The original study separated control groups of students into two different learning environments. One classroom had no windows while another had windows that opened onto a green space. Stress and attention levels were recorded using physiological data such as body temperature and certain neurological markers. The students who had the green landscape view had better attention performance and more rapid recovery times from stressful experiences.
Illinois is not alone on discovering this link between green spaces and academic performance. Massachusetts has also delved into studying how greening up school surroundings will improve the performance of its students. And NASA even helped provide data via satellite imaging of green areas surrounding school grounds.
The Massachusetts study used criteria provided by an assessment group to determine the factors to consider when evaluating student performance with regard to the greenness of their environment.
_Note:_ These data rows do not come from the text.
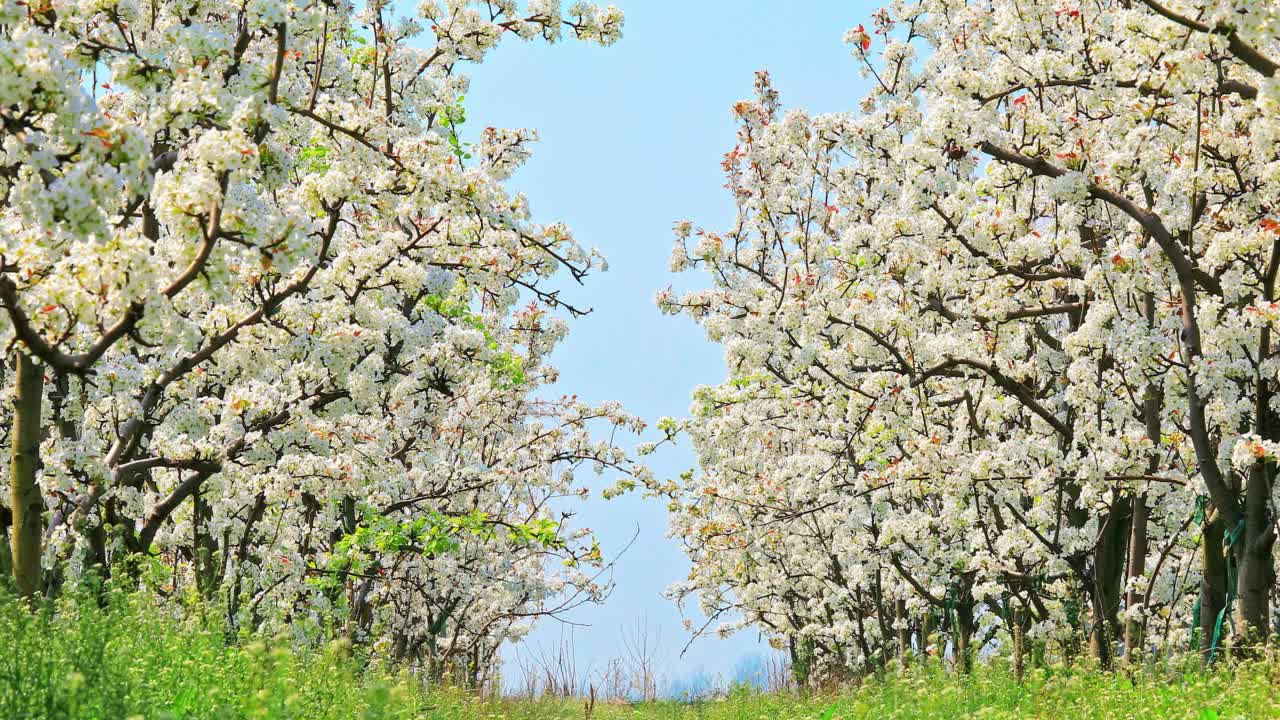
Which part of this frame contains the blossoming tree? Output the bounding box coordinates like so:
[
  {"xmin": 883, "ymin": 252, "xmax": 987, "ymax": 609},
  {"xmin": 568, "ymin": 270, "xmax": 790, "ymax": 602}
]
[
  {"xmin": 0, "ymin": 0, "xmax": 639, "ymax": 676},
  {"xmin": 659, "ymin": 0, "xmax": 1280, "ymax": 669}
]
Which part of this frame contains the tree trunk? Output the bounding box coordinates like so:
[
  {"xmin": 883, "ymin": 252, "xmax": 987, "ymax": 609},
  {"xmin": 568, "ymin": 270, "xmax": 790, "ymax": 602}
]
[
  {"xmin": 9, "ymin": 350, "xmax": 45, "ymax": 597},
  {"xmin": 1233, "ymin": 461, "xmax": 1275, "ymax": 650},
  {"xmin": 1089, "ymin": 497, "xmax": 1133, "ymax": 667},
  {"xmin": 955, "ymin": 593, "xmax": 974, "ymax": 674},
  {"xmin": 1124, "ymin": 493, "xmax": 1148, "ymax": 665},
  {"xmin": 893, "ymin": 600, "xmax": 911, "ymax": 670},
  {"xmin": 1198, "ymin": 511, "xmax": 1226, "ymax": 662}
]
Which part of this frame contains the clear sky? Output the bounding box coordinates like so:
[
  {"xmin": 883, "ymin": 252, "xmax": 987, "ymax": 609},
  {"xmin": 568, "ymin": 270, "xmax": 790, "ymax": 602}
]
[{"xmin": 466, "ymin": 0, "xmax": 879, "ymax": 680}]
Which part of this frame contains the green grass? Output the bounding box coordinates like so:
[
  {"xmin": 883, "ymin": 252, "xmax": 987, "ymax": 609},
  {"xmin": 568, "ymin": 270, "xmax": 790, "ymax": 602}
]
[{"xmin": 0, "ymin": 591, "xmax": 1280, "ymax": 720}]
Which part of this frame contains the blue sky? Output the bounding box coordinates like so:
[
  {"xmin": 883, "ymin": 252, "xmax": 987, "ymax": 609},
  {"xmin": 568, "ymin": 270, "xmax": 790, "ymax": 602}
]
[{"xmin": 466, "ymin": 0, "xmax": 878, "ymax": 680}]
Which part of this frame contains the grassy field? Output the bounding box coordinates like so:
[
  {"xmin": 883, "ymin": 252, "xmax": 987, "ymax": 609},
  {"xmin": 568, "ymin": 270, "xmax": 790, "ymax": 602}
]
[{"xmin": 0, "ymin": 589, "xmax": 1280, "ymax": 720}]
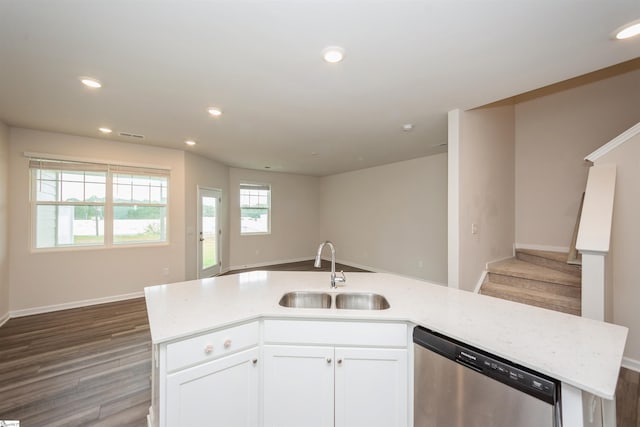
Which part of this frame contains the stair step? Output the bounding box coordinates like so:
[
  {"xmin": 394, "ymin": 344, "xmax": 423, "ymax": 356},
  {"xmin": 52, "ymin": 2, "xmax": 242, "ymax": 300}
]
[
  {"xmin": 487, "ymin": 258, "xmax": 581, "ymax": 287},
  {"xmin": 516, "ymin": 249, "xmax": 582, "ymax": 276},
  {"xmin": 480, "ymin": 281, "xmax": 581, "ymax": 316}
]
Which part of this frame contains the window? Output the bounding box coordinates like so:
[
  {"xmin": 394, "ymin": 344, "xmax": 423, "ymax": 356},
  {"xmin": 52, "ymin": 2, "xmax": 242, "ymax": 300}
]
[
  {"xmin": 240, "ymin": 184, "xmax": 271, "ymax": 234},
  {"xmin": 29, "ymin": 159, "xmax": 169, "ymax": 249}
]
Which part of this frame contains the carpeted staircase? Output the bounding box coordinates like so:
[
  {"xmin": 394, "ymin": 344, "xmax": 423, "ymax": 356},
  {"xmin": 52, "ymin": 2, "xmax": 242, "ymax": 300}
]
[{"xmin": 480, "ymin": 249, "xmax": 582, "ymax": 316}]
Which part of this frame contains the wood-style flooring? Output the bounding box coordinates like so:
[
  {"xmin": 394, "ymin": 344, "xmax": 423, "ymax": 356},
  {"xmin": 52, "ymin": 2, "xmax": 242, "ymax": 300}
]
[
  {"xmin": 0, "ymin": 298, "xmax": 151, "ymax": 427},
  {"xmin": 0, "ymin": 261, "xmax": 640, "ymax": 427}
]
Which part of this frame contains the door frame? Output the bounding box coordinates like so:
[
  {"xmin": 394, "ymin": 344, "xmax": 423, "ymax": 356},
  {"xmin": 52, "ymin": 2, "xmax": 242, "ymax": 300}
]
[{"xmin": 196, "ymin": 185, "xmax": 222, "ymax": 279}]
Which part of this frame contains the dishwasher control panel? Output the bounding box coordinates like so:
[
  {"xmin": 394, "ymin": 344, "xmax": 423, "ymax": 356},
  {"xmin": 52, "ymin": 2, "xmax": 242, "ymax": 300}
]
[{"xmin": 413, "ymin": 327, "xmax": 560, "ymax": 405}]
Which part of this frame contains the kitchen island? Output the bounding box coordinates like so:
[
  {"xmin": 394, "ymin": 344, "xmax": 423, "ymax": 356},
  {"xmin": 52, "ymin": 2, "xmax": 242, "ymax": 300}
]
[{"xmin": 145, "ymin": 271, "xmax": 627, "ymax": 426}]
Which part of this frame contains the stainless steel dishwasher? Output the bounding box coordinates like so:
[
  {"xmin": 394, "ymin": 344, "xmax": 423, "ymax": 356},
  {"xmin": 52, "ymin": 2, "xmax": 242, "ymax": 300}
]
[{"xmin": 413, "ymin": 326, "xmax": 561, "ymax": 427}]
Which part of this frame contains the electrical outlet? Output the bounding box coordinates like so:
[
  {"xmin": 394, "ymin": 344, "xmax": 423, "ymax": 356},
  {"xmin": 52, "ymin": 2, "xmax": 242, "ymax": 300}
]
[{"xmin": 471, "ymin": 222, "xmax": 478, "ymax": 234}]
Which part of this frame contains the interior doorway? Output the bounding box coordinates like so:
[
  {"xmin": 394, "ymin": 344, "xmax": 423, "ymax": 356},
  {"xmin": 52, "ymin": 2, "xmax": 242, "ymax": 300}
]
[{"xmin": 198, "ymin": 187, "xmax": 222, "ymax": 279}]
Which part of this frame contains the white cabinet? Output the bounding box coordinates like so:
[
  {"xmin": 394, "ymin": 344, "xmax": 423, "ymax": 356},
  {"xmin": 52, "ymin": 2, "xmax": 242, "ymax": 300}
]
[
  {"xmin": 335, "ymin": 347, "xmax": 408, "ymax": 427},
  {"xmin": 166, "ymin": 347, "xmax": 260, "ymax": 427},
  {"xmin": 264, "ymin": 320, "xmax": 409, "ymax": 427},
  {"xmin": 264, "ymin": 345, "xmax": 334, "ymax": 427},
  {"xmin": 149, "ymin": 322, "xmax": 262, "ymax": 427},
  {"xmin": 148, "ymin": 319, "xmax": 410, "ymax": 427}
]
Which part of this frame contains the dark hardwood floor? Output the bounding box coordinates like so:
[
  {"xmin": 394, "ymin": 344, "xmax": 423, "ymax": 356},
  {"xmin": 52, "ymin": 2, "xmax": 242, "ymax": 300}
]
[
  {"xmin": 0, "ymin": 261, "xmax": 640, "ymax": 427},
  {"xmin": 0, "ymin": 298, "xmax": 151, "ymax": 427}
]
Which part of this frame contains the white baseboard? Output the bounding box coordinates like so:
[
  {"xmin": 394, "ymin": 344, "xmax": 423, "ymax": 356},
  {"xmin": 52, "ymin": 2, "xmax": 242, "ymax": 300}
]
[
  {"xmin": 226, "ymin": 256, "xmax": 313, "ymax": 271},
  {"xmin": 473, "ymin": 270, "xmax": 487, "ymax": 294},
  {"xmin": 514, "ymin": 243, "xmax": 569, "ymax": 252},
  {"xmin": 0, "ymin": 312, "xmax": 11, "ymax": 326},
  {"xmin": 9, "ymin": 291, "xmax": 144, "ymax": 318},
  {"xmin": 622, "ymin": 357, "xmax": 640, "ymax": 372}
]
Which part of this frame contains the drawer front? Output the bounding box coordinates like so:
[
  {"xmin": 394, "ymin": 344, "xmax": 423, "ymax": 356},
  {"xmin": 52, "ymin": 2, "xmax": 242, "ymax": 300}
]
[
  {"xmin": 167, "ymin": 322, "xmax": 260, "ymax": 372},
  {"xmin": 264, "ymin": 320, "xmax": 408, "ymax": 348}
]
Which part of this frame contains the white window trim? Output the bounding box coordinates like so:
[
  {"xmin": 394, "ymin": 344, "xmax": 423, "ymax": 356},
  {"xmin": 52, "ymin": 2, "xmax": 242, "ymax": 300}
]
[
  {"xmin": 23, "ymin": 152, "xmax": 171, "ymax": 253},
  {"xmin": 238, "ymin": 181, "xmax": 273, "ymax": 237}
]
The group claims that forests are crucial to human survival because of:
- The life-sustaining gas exchange of oxygen and carbon dioxide;
- Restoration of ecosystem degradation;
- Increased human activity levels;
- Increased social activity;
- Reduction of psychological stress and the physical side effects of stress;
- Reduction of depression;
- Noise reduction factors;
- Positive effects on microclimates (urban spaces were cooler)
- Air pollution reduction.
In comparison studies of non-green urban neighborhoods and “greener” neighborhoods, it was discovered that greenness affects health, adult weight, birth weight, heart disease, stress and mortality. Experts then theorize that all of these positive environmental factors would then result in better student performance if their education environment was green.
Massachusetts students consistently score higher than the national average for other states in the United States. When researchers consulted NASA satellite imaging data, they observed the immediate greenness surrounding the public schools of Massachusetts as well as a buffer area that would contain the homes of the attending students. These children were geographically located in a green haven for academic excellence, having an advantage over the rest of America’s children.
What was discovered was a direct link to a student’s exposure to greenness that affected academic performance. Massachusetts performed better in English and Math than national averages, despite any other variables such as race and socio-economic factors. And, performance was better in Spring than in Fall. The green link to academic excellence is definitive.
For the sake of our children’s academic future, every parent should actively participate in greening up their neighborhood and local schools. Our children are our future.